Krimminger, at least three times the size of his elderly friend, said he would escort the thin, white-haired lady who was too proud to use a cane or walker.

She would hold his hand or his arm wherever they went.

Once, a truck driver commended Krimminger as he walked her through the parking lot to go to lunch.

"I always had to re-direct her to the ramp, and when we'd get to the ramp, I'd hold her hand," he said. "Well, I heard someone roll down a window, and this great big guy with a burly voice said, 'That is precious.'

"He told me he had just lost his mother, and he was welling up. He said, 'You're a good man. Love her while you can, because she won't always be here.' That was pretty powerful."

As the months passed, Miller's health and memory started to decline, and she started to forget about their lunch dates.

"But I'd give her 20 minutes, she'd go do her thing, and out the door we'd go," said Krimminger.

"Initially, she was very animated and very opinionated about how things should be kept in her neighborhood. I suspect she wanted to get out of the house, and I was happy to oblige that.

"As time went on, instead of once every month, or once every two months, it'd become weekly. Toward the end, it was almost every day."

Lunches, apples and laughs

During lunches, the two often talked about the achievements of Miller's grandkids over a hot dog all the way, followed by banana pudding for dessert.

Miller would give him apples every time they met.

"I ate them until I was red," said Krimminger. "She was very proud. She wouldn't go out with her hair a mess. She always dressed well.

"I think what I'll remember most is her straightforwardness. She didn't sugar-coat things.
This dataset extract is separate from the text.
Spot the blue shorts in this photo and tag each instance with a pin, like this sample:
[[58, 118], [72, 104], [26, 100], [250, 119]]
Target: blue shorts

She was just absolutely to the point. "

He said he'll also miss the laughter.

"It definitely changed me," said Krimminger. "I felt she was such a good person, and it was such a shame for her to sit over there by herself. She was very sweet and smart, and sometimes she had legitimate problems that needed to be solved.

"If she called, everything else had to stop. Believe me, it became a priority. Because she would call me every 30 minutes until the problem was solved. She kept me honest."

A true gentleman

Patsy Waldrop, 66, lived in Harrisburg 35 years and was Miller's neighbor for 20 years before she moved to Denver about five years ago. Waldrop said she felt like a daughter to Miller.

As Miller's health and eyesight started failing, Waldrop began to help with errands and doctor appointments, and they'd often spend birthdays together.

"Mary thought of Wayne like a son," said Waldrop. "If there ever was a gentleman, it was Wayne Krimminger."

In 2008, remnants from Tropical Storm Fay dropped 11 inches of rain. Rocky River flooded Waldrop's home, but not before Miller let her store belongings across the street in her garage, on higher ground.

"She was a tough, hard person, but once she liked you and respected you, you had a friend for life," said Waldrop. "She mowed her own lawn, cleaned her own house. She was very independent up until the last few years. ...

"She was truly loved by Wayne, and she thought a lot of him. They just had a wonderful friendship."

Now that she's gone, Krimminger said, a part of his life is gone.

"I will miss her. I really will," he said.